Inventories pile up amid declining energy demand, growth slowdown

Jul. 5 - Black mountains of coal stand sentinel in Qinhuangdao, 300 kilometers northeast of Beijing, in what was once called the largest coal port on Earth.

They grow ever higher due to a lack of shipping orders amid a slowdown in growth since the beginning of the year.

Only five ships were present on Wednesday afternoon, in contrast with 70 to 80 ships daily during peak times.

In the port's trading center, almost deserted, the display screen was flashing out the latest cut in prices. The Bohai Bay-Rim Steam Coal Price Index showed that average prices fell to 676 yuan ($107) per ton, down 20 percent year-on-year.

"It's been like this for about two months," said the security guard, facing a blank page in the visit registration book on his desk.

The market has been "really weak" since the beginning of June, said Li Quan, a coal trader from Datong, a city in coal-rich Shanxi province in North China.

Coal stocks at the port swelled to 9.46 million tons on June 18, the highest level since the outbreak of the 2008 financial crisis, according to official statistics, close to the maximum of its designed stockpiling capacity of 10.18 million tons.

"The normal is around 6 million tons," said Xing Lei, professor at the Institute of China Coal Economy at the Central University of Finance and Economy.

Energy demand has been slowing as the economic model switches focus from exports to consumption.

Industry generally saw revenue growth average 11.9 percent year-on-year from January to May, against 27.2 percent from January to December last year, according to the National Bureau of Statistics in late June.

Wang Lifeng, general manager of Qinhuangdao Ocean Shipping Coal Trading Market, said the situation was actually getting better recently.

"The coal inventory this week is not as high as it was at the end of last month," he said. "The market is warming up a little."

Xing said most of the large electricity-generating corporations still have enough coal stocks at their power plants from last winter, so they don't need to purchase coal at present.

Dai Bing, senior analyst at, a major online coal trading platform, said it will take at least two months for the market to recover.

Even if demand rebounds in August, prices will not increase as the economy will face challenges in the second half of the year, he said.

China's power consumption growth has been falling since the beginning of the year.

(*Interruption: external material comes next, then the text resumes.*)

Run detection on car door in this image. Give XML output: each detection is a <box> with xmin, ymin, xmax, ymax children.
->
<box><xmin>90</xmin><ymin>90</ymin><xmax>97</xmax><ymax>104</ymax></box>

Electricity consumption in the first five months was 1,960 billion kilowatt-hours, up 5.8 percent year-on-year. This revealed declining growth of 6.2 points against the same period last year, according to the National Development and Reform Commission.

Energy sourced from water and coal had contrasting fortunes in May.

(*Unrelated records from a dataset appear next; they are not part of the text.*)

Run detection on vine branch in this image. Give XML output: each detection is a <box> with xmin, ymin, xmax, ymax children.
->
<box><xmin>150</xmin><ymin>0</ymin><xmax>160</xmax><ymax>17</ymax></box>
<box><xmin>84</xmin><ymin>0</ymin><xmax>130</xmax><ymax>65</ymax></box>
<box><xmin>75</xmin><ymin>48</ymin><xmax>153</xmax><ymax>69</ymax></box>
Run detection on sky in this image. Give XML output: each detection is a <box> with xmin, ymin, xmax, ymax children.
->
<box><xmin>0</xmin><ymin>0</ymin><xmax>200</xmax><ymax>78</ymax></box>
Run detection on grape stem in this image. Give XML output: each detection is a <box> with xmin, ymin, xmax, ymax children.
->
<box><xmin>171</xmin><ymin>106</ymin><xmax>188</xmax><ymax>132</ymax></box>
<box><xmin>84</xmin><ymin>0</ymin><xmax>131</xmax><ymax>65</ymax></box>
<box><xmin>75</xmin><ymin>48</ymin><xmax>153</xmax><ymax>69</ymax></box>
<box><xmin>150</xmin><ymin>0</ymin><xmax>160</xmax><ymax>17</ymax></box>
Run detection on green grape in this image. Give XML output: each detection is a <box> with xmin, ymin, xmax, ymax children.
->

Hydropower generation hit 66.6 billion kilowatt-hours, up 31.1 percent year-on-year and a 52.1 percent increase on the previous month.

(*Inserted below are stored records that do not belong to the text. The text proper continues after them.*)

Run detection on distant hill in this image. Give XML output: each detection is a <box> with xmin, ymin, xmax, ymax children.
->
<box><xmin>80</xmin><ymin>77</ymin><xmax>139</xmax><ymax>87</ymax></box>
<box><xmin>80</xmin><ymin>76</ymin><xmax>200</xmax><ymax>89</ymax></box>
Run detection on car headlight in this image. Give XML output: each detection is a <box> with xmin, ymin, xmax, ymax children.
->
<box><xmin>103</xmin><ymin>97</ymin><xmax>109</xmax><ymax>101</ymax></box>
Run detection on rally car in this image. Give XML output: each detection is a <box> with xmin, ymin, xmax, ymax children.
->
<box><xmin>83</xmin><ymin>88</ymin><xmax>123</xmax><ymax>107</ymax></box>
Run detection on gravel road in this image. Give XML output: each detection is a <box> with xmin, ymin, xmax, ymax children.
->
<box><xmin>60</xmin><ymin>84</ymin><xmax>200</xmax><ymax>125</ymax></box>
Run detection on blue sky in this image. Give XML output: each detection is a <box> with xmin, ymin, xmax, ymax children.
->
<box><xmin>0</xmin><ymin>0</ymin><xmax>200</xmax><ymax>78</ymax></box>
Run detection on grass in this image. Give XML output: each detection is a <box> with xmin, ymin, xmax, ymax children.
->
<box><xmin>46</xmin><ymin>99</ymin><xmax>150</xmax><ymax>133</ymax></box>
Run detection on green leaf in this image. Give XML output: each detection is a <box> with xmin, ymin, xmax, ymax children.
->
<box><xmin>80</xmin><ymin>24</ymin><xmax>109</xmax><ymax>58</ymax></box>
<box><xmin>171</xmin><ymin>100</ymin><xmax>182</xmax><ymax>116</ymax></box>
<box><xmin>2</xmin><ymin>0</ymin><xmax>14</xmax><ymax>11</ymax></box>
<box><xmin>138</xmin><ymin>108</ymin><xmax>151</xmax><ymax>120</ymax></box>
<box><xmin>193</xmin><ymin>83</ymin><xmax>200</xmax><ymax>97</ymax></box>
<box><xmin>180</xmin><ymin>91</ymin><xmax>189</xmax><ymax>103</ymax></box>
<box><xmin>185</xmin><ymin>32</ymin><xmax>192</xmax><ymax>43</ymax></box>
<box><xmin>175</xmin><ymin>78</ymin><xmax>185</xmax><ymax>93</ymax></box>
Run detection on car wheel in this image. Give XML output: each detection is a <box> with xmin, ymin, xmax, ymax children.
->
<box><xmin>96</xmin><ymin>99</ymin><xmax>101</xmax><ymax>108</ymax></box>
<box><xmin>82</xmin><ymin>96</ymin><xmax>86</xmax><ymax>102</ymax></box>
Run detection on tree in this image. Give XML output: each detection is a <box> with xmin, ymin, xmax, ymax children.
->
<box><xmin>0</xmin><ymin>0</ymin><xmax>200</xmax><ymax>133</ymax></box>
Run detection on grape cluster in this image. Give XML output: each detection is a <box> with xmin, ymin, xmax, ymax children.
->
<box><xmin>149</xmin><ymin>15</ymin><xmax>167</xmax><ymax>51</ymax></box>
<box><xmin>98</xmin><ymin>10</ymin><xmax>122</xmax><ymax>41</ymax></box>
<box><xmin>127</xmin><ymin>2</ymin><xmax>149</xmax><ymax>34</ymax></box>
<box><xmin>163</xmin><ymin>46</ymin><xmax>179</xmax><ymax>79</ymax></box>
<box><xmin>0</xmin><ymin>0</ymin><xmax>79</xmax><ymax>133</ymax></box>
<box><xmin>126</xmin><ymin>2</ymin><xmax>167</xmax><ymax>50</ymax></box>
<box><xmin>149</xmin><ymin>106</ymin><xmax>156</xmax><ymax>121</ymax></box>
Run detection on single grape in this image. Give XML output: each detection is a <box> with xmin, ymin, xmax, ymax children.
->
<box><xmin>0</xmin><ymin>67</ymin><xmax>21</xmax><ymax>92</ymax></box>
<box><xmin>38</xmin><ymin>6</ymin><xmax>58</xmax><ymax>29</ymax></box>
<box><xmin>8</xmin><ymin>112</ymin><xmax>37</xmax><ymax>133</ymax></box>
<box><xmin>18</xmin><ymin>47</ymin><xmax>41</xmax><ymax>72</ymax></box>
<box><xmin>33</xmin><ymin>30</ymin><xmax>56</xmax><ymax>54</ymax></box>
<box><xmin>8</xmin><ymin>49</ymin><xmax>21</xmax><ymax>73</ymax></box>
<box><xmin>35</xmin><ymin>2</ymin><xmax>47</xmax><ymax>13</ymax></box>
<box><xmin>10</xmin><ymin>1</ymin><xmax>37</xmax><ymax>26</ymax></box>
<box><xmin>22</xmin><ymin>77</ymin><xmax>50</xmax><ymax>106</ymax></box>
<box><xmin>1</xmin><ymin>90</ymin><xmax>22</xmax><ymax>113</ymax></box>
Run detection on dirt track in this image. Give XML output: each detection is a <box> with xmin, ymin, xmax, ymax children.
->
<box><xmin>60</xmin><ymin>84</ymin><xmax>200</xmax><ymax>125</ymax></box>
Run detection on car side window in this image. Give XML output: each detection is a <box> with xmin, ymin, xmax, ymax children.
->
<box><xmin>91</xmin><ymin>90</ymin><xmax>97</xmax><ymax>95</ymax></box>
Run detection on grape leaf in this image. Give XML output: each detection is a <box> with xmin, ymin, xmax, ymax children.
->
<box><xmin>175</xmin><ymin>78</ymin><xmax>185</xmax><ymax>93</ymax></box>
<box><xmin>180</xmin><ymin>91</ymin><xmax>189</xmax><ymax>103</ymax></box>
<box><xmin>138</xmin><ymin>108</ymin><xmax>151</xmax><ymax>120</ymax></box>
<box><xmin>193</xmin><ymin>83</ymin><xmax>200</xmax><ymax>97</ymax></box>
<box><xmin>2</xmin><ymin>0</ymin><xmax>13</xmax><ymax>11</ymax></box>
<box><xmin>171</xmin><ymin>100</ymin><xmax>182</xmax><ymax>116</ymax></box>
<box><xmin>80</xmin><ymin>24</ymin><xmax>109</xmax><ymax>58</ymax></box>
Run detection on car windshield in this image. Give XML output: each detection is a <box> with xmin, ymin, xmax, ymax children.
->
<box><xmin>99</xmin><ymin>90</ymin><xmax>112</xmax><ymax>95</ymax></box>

Coal-fired power generation in May was 301.5 billion kilowatt-hours, a 1.5 percent drop year-on-year, according to the commission.

"A major reason for high coal inventories is shrinking demand from heavy industry, construction, chemical manufacturing and steel," said Xing. "Plus, the amount of lower-priced imported coal is increasing."

China imported 112.73 million tons of coal in the first five months of the year, an increase of 67.8 percent year-on-year, according to figures from the Customs office.

Imports of thermal coal, usually used in power generation, hit 34.9 million tons, a growth rate of 183.4 percent year-on-year.

Analysts said the United States, the world's second-largest coal producer, increased its exports recently as its developed shale gas technology has reduced coal dependence.

The US exported 7.8 million tons of thermal coal to Asian markets in 2011 and looks set to easily beat that figure this year.

In March, the US exported 3.4 million tons of coal to Asia, 62 percent up on the previous month, according to figures provided by

The US will export more than 12 million tons of coal to China in 2012, according to the US coal trader Xcoal Energy & Resources.

However, China's coal output is still increasing. In the first five months, output reached 1,561.74 million tons, 6.59 percent up year-on-year. During the same period, coal consumption was 1,489.47 million tons with 6.01 percent growth year-on-year, according to official figures.

Xing said many coal factories stopped production in June.